Paula’s kids

In my article about marathon speed, I wrote about how the best marathoners of the Sixties could all run 400 metres in under a minute. They started out at clubs where they developed their speed and only later worked on endurance. This idea has been something rolling around in my mind for a while now and I wanted to provide another example

Back in the November 2019 issue, Runner’s World ran an interview with Paula Radcliffe on getting more kids into running. One question and answer stood out to me:

RW: With parents like you and your husband Gary [Lough, coach to Sir Mo Farah] your children must be pretty active?

PR: Absolutely. Both of them [Isla, 12 and Raphael, 8] will sometimes do kilometre events in Monaco where we live. Isla recently ran 3:25 and Raph can do 3:43. We also recently dropped Raph into a one-mile race with a bunch of men and he actually finished third in a time of 6:26! He absolutely loved it. I’m not sure that the men did though …

Imagine that! An 8-year-old boy running 3:43 for a kilometre and a 12-year-old girl running 3:25. Now go out and see how quick you are. When I ran my 800m time trial at start of December 2020 I clocked 2:58 which is the same pace as Raphael but I have no doubt I’d have lagged behind him had I run another 200m. That quickness over the kilometre enables him to run a fast mile – it’s not like he’d stop at 1,001 metres and have to walk the rest. I’m guessing he’d have been hitting 22-23 minutes for a parkrun if they dropped him into one.

Now I could make excuses about small children having a good weight-to-power ratio, lower centres of gravity and no idea about pacing. But whatever the reason, these kids are QUICK and I’m doubtful it’s down to the genetics of their parents. It will be the excuse those men beaten over the mile give “He’s Paula Radcliffe’s son so he’s born to be good”. But I suspect the truth is more down to how Paula and Gary are coaching their children to run quickly first before they step up the distance.

I suspect if you could find a snapshot of Raphael against all those other mile racers, he would have been up the front from beginning to end. He would be one of the fastest over quarter mile, half mile and so on. The speed he carried through the distance with him gradually slowing as he went into the uncharted territory of the mile.

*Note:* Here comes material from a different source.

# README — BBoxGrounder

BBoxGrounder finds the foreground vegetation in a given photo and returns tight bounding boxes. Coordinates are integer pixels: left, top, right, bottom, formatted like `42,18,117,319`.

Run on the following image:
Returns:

I genuinely believe 90% of people can run significantly faster if they train for it. I got sucked into working exclusively on endurance for the past four years and while my times remained decent I was struggling to hit the heights I’d once reached so easily. I used to have oodles of speed available because I pushed hard on every run and gasped my way up every hill; but I always felt something was missing when I raced. As I began to understand endurance it turned me into a more efficient runner who recorded faster race times. The only trouble was I lost touch with my speed. You have to keep going back to speed to maintain it. If you’re constantly racing and training at 6-10 min/mile, you lose the ability to finish at sub-4 paces. People think all the slow training kills their speed, it doesn’t. It only goes when they stop working on it.

Now ask yourself, if you raced Raphael or Isla, who would win? If the answer isn’t to your liking then it’s time to do something about it!